I'd been given food and water three times. Someone had been forced to shovel the food into my mouth because I was so confined by the chains. At first, I'd screamed and fought. However, once I realized that I needed to sustain myself to live through this experience and that that was more important than my pride, I'd become compliant.

I had no idea how long I'd been down here. At least two or three days. It felt longer than that. There seemed to be no end to this prison sentence.

The longer I was in the darkness like this, the more I felt my mind beginning to go to places I wished it wouldn't. Sometimes, my thoughts didn't even make sense. They got dangerously close to the line I'd drawn around them, threatening to go even darker.

I wasn't crazy. I wasn't crazy. I wasn't crazy.

My heart pounded in my ears. I felt it all around my body. As I was struggling to calm my breathing, my nails dug into the palms of my hands, threatening to break the skin.

No, no, no.

Blank walls.
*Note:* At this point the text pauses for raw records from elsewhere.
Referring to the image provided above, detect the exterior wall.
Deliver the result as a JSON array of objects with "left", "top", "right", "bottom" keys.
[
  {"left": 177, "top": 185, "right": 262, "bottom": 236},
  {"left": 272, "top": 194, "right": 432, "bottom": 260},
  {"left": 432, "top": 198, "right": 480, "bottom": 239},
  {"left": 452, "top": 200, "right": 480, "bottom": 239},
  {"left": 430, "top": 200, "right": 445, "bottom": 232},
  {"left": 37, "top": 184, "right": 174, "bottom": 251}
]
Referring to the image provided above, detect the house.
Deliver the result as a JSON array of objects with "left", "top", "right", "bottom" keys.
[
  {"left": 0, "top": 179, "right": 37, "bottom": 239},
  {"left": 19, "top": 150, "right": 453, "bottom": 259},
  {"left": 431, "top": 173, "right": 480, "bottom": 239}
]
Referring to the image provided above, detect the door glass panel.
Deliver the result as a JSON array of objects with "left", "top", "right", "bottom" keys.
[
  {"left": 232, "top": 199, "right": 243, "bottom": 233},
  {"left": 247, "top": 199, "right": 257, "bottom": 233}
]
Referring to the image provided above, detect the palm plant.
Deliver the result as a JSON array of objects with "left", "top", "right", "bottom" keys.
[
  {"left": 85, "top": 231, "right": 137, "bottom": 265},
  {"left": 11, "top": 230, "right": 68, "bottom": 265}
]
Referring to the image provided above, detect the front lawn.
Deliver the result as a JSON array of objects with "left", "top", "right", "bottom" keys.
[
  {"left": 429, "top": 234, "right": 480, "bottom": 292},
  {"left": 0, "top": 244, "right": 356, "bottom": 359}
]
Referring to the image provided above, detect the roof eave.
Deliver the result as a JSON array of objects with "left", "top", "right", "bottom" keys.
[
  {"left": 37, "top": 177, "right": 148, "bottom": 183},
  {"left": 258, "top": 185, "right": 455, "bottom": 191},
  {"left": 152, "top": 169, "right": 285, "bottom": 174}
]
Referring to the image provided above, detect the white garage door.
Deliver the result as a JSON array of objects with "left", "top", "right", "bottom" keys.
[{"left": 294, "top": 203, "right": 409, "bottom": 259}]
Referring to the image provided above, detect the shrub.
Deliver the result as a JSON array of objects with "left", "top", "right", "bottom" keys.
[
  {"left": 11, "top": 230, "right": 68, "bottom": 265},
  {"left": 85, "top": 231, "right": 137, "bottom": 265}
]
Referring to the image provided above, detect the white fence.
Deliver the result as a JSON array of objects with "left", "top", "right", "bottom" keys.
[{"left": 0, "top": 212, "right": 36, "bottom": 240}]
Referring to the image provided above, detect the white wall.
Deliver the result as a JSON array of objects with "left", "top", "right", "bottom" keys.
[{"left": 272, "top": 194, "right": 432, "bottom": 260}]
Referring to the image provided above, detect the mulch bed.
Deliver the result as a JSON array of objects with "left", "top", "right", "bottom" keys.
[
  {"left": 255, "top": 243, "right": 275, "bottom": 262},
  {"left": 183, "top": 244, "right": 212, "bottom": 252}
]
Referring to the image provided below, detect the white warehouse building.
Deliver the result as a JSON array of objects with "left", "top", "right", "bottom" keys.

A padded room. The heavy door that hardly ever opened. Food on a platter sliding through a slit in the wall. Listening to myself breathing at night to fall asleep.

Doctors taking blood samples. My stiff bed. Chains around my wrists. A formless hospital gown on my body. Staring for hours at the white walls.

Alone, so devastatingly alone.

I closed my eyes. This was the ONNT headquarters. I was in a cell somewhere underground. I was not there.

The asylum.

The very name made me forget the rage burning in my veins and replaced it with emptiness so deep I wondered if I'd ever feel anything again. The same emptiness I had felt for six years since they'd wrongfully put me there.

My mother. She would have comforted me now. I knew she wished she could have been with me in those cold, blank years.

But she was dead, I remembered, in a quick flash of pain. Dead, dead, dead.

That hollow feeling in my chest was back. Like a hole had been made in my heart. Like someone had ripped out a part of me that I couldn't get back.

Suddenly overwhelmed with feeling, I screamed so loudly I thought my lungs might tear. My hands shook against the chains binding me, looking for any way of escape. I felt it all. I couldn't see anything. The darkness was everywhere. I was blind, so blind...

Julia.

I instantly stilled. I knew that voice better than my own.

Julia.

A rogue tear slid down my face under the sack they'd thrown over my head. It was my mother. I thought I'd never hear her again.

"Yes?" How was she here? I'd been to her funeral.

Pull yourself together, girl. Look at you.

I sniffled. "I know, I'm sorry. I just—that place, it's so much like this cell."